Sequentially Evaporated Wide Bandgap Perovskite Absorber for Large-Area and Reproducible Fabrication of Solar Cells

Abstract

Herein, we perform sequential deposition of the organic and inorganic sub-components evaporated from point sources, followed by thermal conversion to yield wide bandgap perovskite films for the application in perovskite/silicon tandem cells. In our approach, uniform formamidinium iodide (FAI) layers with varying thicknesses are first deposited with rotating substrate. We next co-evaporate the inorganic precursors PbI₂, PbBr₂, and CsI onto the FAI layer in a static mode, without substrate rotation, leading to thickness gradients across the substrate, known from single-layer characterization. To promote conversion to α-phase perovskite, another uniform FAI layer is deposited on top, sandwiching the inorganic precursor layer stack. After thermal conversion, we obtain controlled compositional variations of the perovskite layer. Using spatially resolved characterization techniques, the most suitable composition, hence, evaporation rates for the individual inorganic precursors and the best thickness of the FAI sublayer are identified in a time-efficient manner.
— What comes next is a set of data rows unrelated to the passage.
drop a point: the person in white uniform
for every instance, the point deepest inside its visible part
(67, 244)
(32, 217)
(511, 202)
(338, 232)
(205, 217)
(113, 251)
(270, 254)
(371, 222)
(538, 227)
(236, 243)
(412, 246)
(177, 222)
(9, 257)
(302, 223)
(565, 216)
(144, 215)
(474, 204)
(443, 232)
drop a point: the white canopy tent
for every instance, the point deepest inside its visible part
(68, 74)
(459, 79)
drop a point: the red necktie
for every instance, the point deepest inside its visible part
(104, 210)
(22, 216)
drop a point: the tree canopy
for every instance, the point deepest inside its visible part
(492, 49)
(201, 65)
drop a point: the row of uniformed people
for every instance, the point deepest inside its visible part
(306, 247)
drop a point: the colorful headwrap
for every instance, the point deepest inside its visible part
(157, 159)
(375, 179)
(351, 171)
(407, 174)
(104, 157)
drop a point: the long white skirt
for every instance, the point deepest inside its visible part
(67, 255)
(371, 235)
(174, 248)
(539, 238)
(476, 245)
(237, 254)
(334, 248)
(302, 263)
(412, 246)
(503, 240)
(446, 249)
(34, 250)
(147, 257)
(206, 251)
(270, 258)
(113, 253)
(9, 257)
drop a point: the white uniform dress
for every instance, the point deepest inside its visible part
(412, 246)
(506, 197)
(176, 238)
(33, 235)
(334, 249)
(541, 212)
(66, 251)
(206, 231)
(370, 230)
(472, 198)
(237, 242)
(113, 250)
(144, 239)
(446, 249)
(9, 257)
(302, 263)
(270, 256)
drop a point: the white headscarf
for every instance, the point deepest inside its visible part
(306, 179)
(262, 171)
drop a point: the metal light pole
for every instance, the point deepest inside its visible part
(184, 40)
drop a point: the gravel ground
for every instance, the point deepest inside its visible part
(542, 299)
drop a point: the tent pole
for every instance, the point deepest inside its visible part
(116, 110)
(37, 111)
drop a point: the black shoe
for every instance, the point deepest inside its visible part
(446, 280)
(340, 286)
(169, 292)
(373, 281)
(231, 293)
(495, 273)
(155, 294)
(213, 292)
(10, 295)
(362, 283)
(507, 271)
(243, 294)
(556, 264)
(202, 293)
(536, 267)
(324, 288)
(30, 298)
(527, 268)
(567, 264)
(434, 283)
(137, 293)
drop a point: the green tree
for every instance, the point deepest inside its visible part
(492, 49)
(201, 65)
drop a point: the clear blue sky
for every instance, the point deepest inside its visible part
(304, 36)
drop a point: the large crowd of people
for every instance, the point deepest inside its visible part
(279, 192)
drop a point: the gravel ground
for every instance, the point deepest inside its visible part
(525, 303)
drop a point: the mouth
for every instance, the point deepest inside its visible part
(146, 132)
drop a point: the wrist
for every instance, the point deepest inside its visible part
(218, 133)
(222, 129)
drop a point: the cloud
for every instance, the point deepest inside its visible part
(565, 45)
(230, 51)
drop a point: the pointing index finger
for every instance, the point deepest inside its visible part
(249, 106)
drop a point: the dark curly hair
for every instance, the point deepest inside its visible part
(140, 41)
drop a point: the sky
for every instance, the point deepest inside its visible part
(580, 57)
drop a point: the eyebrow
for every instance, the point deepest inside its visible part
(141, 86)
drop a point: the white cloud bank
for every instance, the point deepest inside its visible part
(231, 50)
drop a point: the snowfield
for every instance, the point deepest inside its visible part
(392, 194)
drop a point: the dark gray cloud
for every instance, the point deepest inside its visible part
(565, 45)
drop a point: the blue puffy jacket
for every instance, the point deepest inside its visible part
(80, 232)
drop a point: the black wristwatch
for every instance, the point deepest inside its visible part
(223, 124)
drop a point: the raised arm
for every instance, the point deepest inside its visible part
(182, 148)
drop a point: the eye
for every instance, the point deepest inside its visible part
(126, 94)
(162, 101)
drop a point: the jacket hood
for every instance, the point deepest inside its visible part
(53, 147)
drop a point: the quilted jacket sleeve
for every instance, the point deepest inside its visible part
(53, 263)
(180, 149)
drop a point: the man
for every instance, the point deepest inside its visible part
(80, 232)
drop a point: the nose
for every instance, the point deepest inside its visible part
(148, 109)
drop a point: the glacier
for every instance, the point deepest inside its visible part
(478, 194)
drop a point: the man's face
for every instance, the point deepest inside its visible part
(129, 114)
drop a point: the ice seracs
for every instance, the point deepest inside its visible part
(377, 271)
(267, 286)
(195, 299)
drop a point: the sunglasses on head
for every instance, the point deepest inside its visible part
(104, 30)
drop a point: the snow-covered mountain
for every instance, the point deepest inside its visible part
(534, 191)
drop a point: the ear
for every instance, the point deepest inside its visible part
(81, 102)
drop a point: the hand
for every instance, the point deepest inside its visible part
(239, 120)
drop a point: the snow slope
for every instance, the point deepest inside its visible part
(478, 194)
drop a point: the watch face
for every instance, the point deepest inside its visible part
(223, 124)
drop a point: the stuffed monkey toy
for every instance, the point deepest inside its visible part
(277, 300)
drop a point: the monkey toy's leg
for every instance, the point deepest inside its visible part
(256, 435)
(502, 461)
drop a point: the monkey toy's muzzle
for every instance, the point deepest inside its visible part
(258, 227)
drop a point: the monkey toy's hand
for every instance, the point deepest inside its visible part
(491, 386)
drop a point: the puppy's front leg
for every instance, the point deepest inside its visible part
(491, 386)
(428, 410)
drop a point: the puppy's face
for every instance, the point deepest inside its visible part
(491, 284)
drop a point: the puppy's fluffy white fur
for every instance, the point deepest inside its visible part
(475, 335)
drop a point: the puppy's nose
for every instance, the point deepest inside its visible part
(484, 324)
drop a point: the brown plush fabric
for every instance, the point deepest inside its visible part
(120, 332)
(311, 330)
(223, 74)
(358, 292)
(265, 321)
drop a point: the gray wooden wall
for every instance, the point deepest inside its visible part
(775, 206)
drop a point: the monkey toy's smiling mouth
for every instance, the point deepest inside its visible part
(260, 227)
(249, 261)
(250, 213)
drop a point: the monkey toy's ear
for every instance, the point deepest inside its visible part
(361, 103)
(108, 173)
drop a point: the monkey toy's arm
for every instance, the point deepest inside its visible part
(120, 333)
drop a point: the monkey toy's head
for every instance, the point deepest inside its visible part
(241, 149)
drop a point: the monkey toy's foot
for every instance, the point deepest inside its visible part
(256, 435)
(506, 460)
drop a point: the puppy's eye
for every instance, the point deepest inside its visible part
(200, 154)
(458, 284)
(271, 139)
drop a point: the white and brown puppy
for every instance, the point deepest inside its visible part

As a result, an optimized average implied open-circuit voltage, iV_OC, of about 1230 mV and optical bandgap of 1.70 eV, very uniformly distributed over a half M6 wafer area, were achieved for the absorbers when deposited on a self-assembled monolayer. Without any perovskite surface passivation or additional treatment, single-junction devices with an average fill factor of 70% (65%) in reverse (forward) light current–voltage scan and V_OC of 1075 mV were achieved across several batches. Integrating this absorber in tandem cells with a random-pyramid textured bottom-cell led to preliminary cells with efficiencies up to 24%.